The latest debt bailout, not surprisingly is not titled "Yet another taxpayer funded bailout for those who bought things they can't afford on credit" as that would not be very politically prudent, especially for those politicians who still have taxpaying citizens as their voters. Instead, its name is the much more PC: "Pay as You Earn Repayment Plan." Alas, it really should be called the former, because what it does is it incentivizes Americans to borrow even more Federal student loans, well aware that there will now always be a cap on the associated monthly interest payment which will never leave a mark regardless what the full underlying loan notional is. It also provides for full debt discharge should the borrowers end up with cushy Federal jobs - because the one thing the US government needs afford is more debt-saddled government workers.
What is the "Pay as You Earn Repayment Plan"? The WSJ explains:
A new federal program should make it easier for some recent college graduates to keep their student-loan payments manageable.
The new option, known as the "Pay as You Earn Repayment Plan," lets eligible borrowers sharply lower their monthly loan payments and qualify for loan forgiveness quicker than they might otherwise.

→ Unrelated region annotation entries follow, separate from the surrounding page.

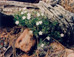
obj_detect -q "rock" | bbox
[15,29,36,53]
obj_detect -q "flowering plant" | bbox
[14,10,64,47]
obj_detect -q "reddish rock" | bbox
[15,29,36,53]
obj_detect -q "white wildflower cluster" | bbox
[37,13,44,17]
[29,30,33,34]
[41,44,44,47]
[15,21,19,25]
[37,13,40,17]
[22,16,26,20]
[36,21,43,26]
[46,36,50,40]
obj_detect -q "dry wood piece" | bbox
[15,29,36,53]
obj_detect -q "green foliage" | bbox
[14,10,62,47]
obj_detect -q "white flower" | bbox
[39,21,42,24]
[36,22,39,26]
[23,8,26,10]
[27,16,31,20]
[60,33,64,37]
[39,31,43,35]
[15,21,19,25]
[21,11,24,14]
[22,16,26,20]
[37,13,40,17]
[41,44,44,47]
[41,13,44,16]
[27,13,31,16]
[19,8,22,11]
[29,30,33,34]
[27,13,31,19]
[23,11,27,13]
[46,36,50,40]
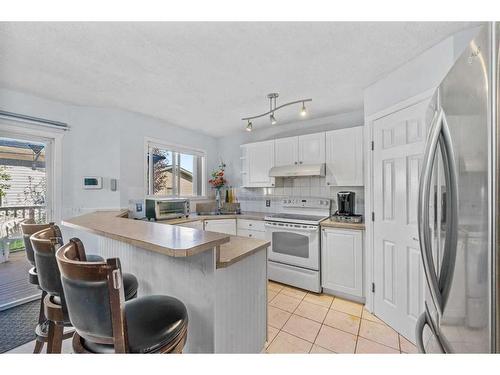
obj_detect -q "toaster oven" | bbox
[146,198,189,220]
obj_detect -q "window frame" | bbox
[143,137,208,200]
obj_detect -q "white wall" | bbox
[0,89,217,218]
[364,27,480,117]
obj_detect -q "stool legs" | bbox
[44,295,75,353]
[33,291,47,354]
[47,321,64,354]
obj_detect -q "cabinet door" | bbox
[177,220,203,230]
[321,228,363,298]
[237,228,266,240]
[299,133,325,164]
[326,126,363,186]
[274,137,299,167]
[240,145,248,187]
[205,219,236,236]
[246,139,274,187]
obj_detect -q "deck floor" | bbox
[0,251,41,311]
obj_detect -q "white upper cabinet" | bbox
[274,133,325,167]
[299,133,325,164]
[326,126,363,186]
[274,137,299,167]
[244,139,274,187]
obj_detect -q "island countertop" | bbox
[62,210,230,257]
[62,210,270,268]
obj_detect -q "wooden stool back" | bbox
[56,238,129,353]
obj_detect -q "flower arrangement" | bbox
[208,162,227,190]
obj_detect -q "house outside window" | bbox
[145,140,206,198]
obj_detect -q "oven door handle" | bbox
[264,223,319,232]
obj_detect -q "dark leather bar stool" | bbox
[30,225,138,353]
[56,238,188,353]
[21,219,51,354]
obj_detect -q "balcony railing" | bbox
[0,205,47,223]
[0,205,47,256]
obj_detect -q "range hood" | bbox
[269,163,326,177]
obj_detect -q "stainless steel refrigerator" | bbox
[416,23,500,353]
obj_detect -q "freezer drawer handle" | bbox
[418,110,443,314]
[415,303,447,354]
[418,108,458,315]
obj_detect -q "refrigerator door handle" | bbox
[418,109,443,314]
[415,303,447,354]
[438,110,458,312]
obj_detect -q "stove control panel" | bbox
[281,198,331,209]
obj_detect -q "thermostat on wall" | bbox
[83,176,102,189]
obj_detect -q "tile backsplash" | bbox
[232,176,365,215]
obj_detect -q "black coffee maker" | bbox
[331,191,363,223]
[337,191,356,216]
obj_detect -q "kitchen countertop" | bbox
[62,210,230,257]
[321,219,365,230]
[217,236,271,268]
[62,210,270,268]
[162,211,269,225]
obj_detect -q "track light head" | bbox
[269,113,278,125]
[300,102,307,117]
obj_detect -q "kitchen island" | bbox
[62,210,269,353]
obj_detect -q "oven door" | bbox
[265,222,319,271]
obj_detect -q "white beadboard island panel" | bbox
[96,236,216,353]
[66,229,267,353]
[215,249,267,353]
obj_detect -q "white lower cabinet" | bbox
[321,228,364,302]
[237,219,266,240]
[205,219,236,236]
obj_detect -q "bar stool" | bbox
[56,238,188,353]
[30,224,138,353]
[21,219,52,354]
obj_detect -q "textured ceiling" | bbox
[0,22,473,136]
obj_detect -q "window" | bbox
[146,140,206,197]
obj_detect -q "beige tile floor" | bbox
[265,281,417,353]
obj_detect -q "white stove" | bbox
[265,198,331,293]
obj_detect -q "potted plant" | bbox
[208,161,227,211]
[0,165,11,207]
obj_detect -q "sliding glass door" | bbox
[0,131,54,310]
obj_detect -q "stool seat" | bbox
[123,273,139,301]
[82,254,139,301]
[81,296,188,354]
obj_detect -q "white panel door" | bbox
[326,126,364,186]
[299,133,325,164]
[246,139,274,187]
[373,100,429,342]
[274,137,299,167]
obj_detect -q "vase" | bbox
[215,189,222,211]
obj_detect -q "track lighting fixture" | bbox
[242,92,312,132]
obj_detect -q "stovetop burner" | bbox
[265,213,328,224]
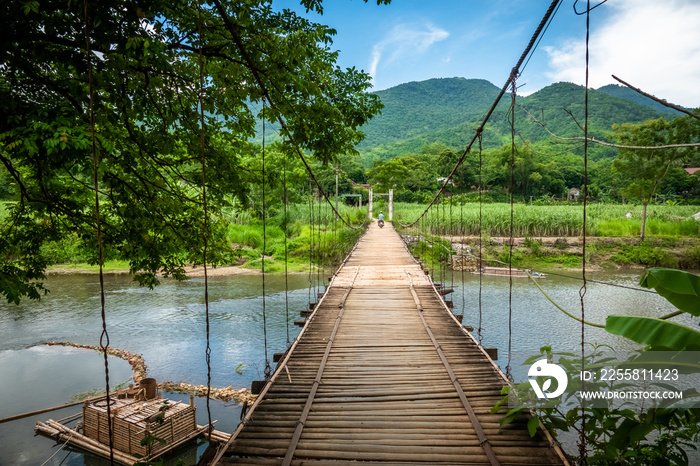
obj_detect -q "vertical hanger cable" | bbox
[83,0,114,458]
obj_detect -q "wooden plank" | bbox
[208,225,567,466]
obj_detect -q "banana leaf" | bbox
[605,316,700,351]
[639,267,700,316]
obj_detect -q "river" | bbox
[0,272,697,466]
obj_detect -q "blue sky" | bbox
[273,0,700,106]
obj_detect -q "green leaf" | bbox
[605,316,700,351]
[639,267,700,316]
[527,416,540,437]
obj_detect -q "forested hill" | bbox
[357,78,688,165]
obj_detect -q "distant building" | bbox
[566,188,581,202]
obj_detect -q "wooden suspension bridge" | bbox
[200,224,568,466]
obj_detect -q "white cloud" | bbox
[545,0,700,106]
[369,24,450,83]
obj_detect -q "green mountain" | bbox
[357,78,688,165]
[598,84,688,117]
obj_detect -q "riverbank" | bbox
[46,261,262,278]
[407,236,700,271]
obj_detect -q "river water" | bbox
[0,272,697,466]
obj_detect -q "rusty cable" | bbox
[83,0,114,465]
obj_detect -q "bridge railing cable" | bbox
[407,0,561,226]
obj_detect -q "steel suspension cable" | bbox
[197,0,214,441]
[282,151,291,347]
[309,175,314,306]
[506,80,517,382]
[450,192,456,304]
[574,0,600,465]
[262,100,272,380]
[83,0,114,465]
[476,133,485,346]
[459,191,467,320]
[402,0,561,225]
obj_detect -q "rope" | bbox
[506,80,517,382]
[309,174,314,306]
[282,149,291,348]
[262,100,272,380]
[532,269,658,294]
[83,0,114,465]
[402,0,561,225]
[197,0,214,436]
[41,429,75,466]
[477,133,484,346]
[574,0,592,465]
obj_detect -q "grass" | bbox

"It's a very good safety net for students who borrow too much," says Mark Kantrowitz, publisher of the financial-aid site FinAid.org. "If your debt exceeds your annual income, you will probably benefit."
Pay as You Earn, which took effect on Dec. 21, "is designed to help offset the effects of the recession for student borrowers most likely to take a hit in this tough job market," says Lauren Asher, president of the Institute for College Access and Success, which has pushed for the creation of income-based repayment plans.
Which in the New Normal, means everyone with a student loan will benefit. It also means, that courtesy of knowing this safety net is there, more and more people will take advantage of the government's latest generosity with other taxpayer's money.
What are the terms of this new bailout?
The new program comes at a time when rising student-loan balances—amid a still shaky job market—have weighed heavily on many families.
Typically, federal student loans must be repaid within 10 years. At current interest rates, that can work out to a monthly payment of roughly $300 for a borrower with $26,000 in debt.
Pay as You Earn, by contrast, limits student-loan payments to 10% of "discretionary income" as defined by government formulas. Borrowers who make regular payments could have the remaining unpaid amounts forgiven after 20 years.
So much for student debt being non-dischargeable: borrow hundreds of thousands, but make your monthly payment of a hundred or so bucks, and in 20 years you will be debt free, courtesy of US taxpayers. Actually, scratch that: one doesn't even have to make a payment!